Las dos veces que en el transcurso de la tarde Martín se había asomado a cubierta no había visto un alma por el muelle. Chiqui se había puesto los auriculares de Tom y seguía el compás de la música con el cuerpo sudoroso mientras los dos hombres hablaban en voz baja como si no quisieran despertar al pueblo sumido en la siesta. Pepone y su barca habían desaparecido.

– Acabaremos deshidratados -gritó Chiqui a Martín desde cubierta sin siquiera quitarse los auriculares cuando le vio sacar agua de la nevera.

Hacia las seis dos mujeres con barreños en la cabeza atravesaron la plaza, como comparsas contratadas para aderezar un escenario hasta ahora desierto y mostrar al público que la función iba a comenzar. Al poco rato el estruendo de la persiana metálica del café rompió el silencio de la tarde. Un hombre con delantal blanco sobre la inmensa barriga sacó un par de veladores más y varias sillas que colocó bajo las moreras y un poco más tarde avanzaron hacia el centro de la plaza tres ancianos apoyados en su bastón que tomaron asiento, sacaron de una bolsa un montón de fichas de hueso y las echaron sobre la mesa. El dueño del bar les llevó unas cervezas. Se movían despacio pero nadie hablaba aún, quizá esperando que remitiera el bochorno. Se abrió el balcón de la casa frente al Albatros y un hombre y una mujer ocuparon dos asientos frente a frente separados por una mesa de madera; sin hablar, sin mirarse apenas, se dispusieron a contemplar lo que iba a ocurrir con la inusitada llegada de ese barco al puerto. Él vestía una chaqueta de pijama y ella, mucho más corpulenta, envuelta en una bata floreada, llevaba un pañuelo amarillo en la cabeza y se abanicaba con un pedazo de cartón.

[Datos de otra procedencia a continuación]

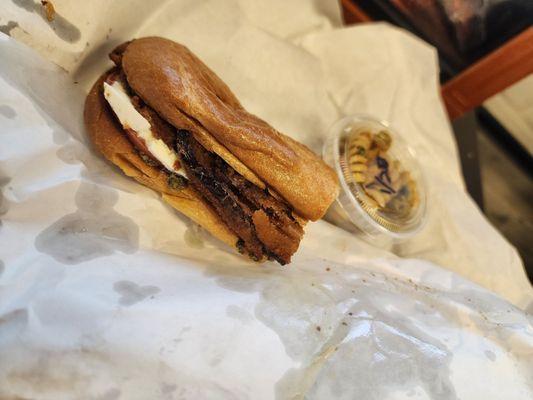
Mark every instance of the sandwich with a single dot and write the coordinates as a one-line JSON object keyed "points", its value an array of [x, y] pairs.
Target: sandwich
{"points": [[166, 120]]}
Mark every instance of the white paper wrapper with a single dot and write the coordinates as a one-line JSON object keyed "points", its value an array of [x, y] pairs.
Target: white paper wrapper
{"points": [[107, 293]]}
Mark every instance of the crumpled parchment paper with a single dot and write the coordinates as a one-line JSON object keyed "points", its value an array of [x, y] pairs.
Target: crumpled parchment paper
{"points": [[107, 293]]}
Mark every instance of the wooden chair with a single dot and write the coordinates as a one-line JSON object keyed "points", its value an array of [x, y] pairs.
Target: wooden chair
{"points": [[490, 75]]}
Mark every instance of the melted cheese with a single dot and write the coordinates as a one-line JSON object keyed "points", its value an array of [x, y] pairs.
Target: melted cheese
{"points": [[130, 118]]}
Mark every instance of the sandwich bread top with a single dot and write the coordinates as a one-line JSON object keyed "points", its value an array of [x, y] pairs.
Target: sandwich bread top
{"points": [[175, 83]]}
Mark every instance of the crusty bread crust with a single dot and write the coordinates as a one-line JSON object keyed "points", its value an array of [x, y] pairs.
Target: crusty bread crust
{"points": [[109, 139], [186, 93]]}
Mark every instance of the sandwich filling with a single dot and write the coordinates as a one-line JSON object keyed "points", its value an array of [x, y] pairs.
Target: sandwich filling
{"points": [[264, 224]]}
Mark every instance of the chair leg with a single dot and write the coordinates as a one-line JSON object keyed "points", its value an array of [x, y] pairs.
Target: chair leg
{"points": [[465, 130]]}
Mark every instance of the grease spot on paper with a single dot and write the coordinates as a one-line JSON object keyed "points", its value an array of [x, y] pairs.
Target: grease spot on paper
{"points": [[490, 355], [94, 230], [131, 293], [7, 28], [364, 348], [239, 313], [6, 110], [111, 394], [13, 322]]}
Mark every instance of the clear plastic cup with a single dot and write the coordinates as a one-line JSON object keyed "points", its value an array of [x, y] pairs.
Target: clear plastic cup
{"points": [[386, 202]]}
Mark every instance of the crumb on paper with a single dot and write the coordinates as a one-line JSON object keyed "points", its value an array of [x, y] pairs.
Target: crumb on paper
{"points": [[49, 10]]}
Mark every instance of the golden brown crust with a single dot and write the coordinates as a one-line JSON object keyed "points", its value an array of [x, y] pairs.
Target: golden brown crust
{"points": [[173, 81], [108, 137]]}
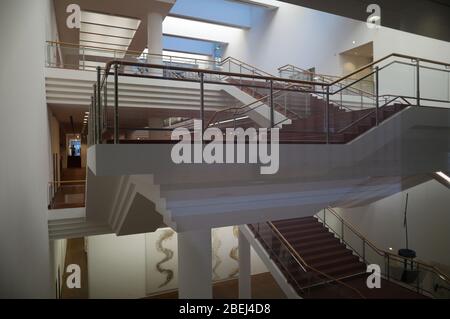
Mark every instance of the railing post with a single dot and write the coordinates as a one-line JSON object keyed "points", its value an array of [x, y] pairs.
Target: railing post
{"points": [[418, 80], [202, 101], [94, 114], [377, 102], [418, 276], [389, 267], [364, 250], [116, 103], [99, 106], [272, 114], [327, 116], [105, 99], [84, 59]]}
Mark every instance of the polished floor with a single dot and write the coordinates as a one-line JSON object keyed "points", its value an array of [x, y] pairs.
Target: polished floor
{"points": [[70, 194], [264, 286], [75, 254]]}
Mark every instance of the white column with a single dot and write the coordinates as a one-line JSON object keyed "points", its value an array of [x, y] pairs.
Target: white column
{"points": [[25, 165], [245, 285], [154, 39], [195, 265]]}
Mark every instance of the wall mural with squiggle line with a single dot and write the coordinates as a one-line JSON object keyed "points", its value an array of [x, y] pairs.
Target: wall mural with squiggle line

Entre las brumas del sopor y el sudor, Martín miraba el reloj una y otra vez para cerciorarse de que las agujas se movían, pero el tiempo parecía no tener impulso para avanzar.

Un golpe en la puerta le asustó.

– ¿Qué ocurre?

– Yo voy a dar una vuelta por ese maldito pueblo -dijo Chiqui con la voz crispada-. ¿Alguien quiere venir? Si me quedo un minuto más en este barco voy a arder.

– No estará mucho mejor fuera.

– Da igual, yo me voy.

– ¡Yo no! ¡Yo me quedo! -bramó Leonardus desde su camarote.

La sombra de la roca se había fundido ya con la línea del horizonte. Sin embargo, persistía la luz hiriente del día sostenida por una humedad viscosa que se negaba a desprenderse de la piel y de los suelos. Graznaron las gaviotas del albañal y como un resorte pulsado por error se puso en marcha la cadencia rítmica de la central eléctrica.